A free Chrome VPN extension with over 100,000 installs has been exposed by Koi Security for secretly spying on users, underscoring why open-source, community-audited tools are vital for privacy.

A free Chrome VPN extension with over 100,000 installs has been exposed as spyware, secretly capturing users’ browsing activity and uploading it. Researchers at Koi Security revealed that the add-on, marketed as a VPN, was in fact a voyeuristic surveillance tool.

The malicious behaviour emerged gradually. In April 2025, the extension requested <all_urls> access. By June, it had gained scripting permissions. In July, it escalated to capturing screenshots, collecting device and location data, and encrypting uploads to conceal exfiltration. Its mechanism involved injecting scripts into websites, waiting 1.1 seconds for full page load, and then using Chrome’s privileged API to grab screenshots of sensitive content ranging from banking details to private messages.

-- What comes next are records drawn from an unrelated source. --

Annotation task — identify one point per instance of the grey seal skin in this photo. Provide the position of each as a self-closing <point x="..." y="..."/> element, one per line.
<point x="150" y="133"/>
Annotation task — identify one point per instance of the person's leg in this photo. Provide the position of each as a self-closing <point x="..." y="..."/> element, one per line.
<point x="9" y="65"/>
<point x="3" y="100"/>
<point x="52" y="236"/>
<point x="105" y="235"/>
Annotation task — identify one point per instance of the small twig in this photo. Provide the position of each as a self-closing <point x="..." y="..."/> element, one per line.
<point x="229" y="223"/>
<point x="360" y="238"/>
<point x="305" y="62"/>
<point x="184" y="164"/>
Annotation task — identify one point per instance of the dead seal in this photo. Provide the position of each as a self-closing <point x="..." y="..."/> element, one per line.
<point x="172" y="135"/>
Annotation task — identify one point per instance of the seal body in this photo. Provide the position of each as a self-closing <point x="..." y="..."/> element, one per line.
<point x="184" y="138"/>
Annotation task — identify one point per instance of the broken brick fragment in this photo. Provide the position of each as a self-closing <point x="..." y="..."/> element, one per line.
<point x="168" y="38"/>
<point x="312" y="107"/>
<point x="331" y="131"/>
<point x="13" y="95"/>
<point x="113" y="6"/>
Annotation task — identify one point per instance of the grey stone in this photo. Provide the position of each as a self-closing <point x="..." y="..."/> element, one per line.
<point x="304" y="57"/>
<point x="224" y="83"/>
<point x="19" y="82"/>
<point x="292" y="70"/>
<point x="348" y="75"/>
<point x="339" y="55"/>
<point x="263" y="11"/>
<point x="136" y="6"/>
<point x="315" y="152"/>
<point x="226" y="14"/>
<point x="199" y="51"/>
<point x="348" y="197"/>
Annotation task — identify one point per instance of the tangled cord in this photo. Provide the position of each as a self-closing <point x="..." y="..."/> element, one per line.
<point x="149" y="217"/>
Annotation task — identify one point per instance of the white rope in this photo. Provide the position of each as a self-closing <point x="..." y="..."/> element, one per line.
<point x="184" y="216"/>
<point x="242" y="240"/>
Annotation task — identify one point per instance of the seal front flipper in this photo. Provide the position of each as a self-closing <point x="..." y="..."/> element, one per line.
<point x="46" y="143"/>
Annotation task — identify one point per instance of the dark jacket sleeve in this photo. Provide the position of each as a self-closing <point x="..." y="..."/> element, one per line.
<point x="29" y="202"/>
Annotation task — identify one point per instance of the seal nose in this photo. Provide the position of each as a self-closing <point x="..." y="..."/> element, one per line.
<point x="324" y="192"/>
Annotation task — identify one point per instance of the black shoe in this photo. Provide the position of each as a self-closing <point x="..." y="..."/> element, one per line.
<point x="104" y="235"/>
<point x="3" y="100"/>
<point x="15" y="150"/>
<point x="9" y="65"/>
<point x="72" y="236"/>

To mask its intent, the developer promoted an ‘AI Threat Detector’ feature that purportedly analysed pages for phishing by uploading screenshots. The extension’s privacy policy admitted to this practice, but described it as a security measure. Despite exposure, the extension remains live on the Chrome Web Store, still carrying Google’s ‘Featured’ badge. The developer initially claimed screenshots were limited to “suspicious” sites but stopped responding when pressed further.

The case raises broader concerns about Chrome Web Store checks, which failed to catch the repeated permission escalations. It also highlights the risks of proprietary, closed-source browser extensions, where opaque code and permission creep leave users unable to verify what software is doing.

Had the extension been open source, independent auditors could have flagged the malicious code long before 100,000 users were compromised. The scandal underscores the importance of transparent, community-audited, open source tools in sensitive domains like VPNs, browsers, and privacy tech. The old warning still applies: when security tools are free and closed, the user may be the product.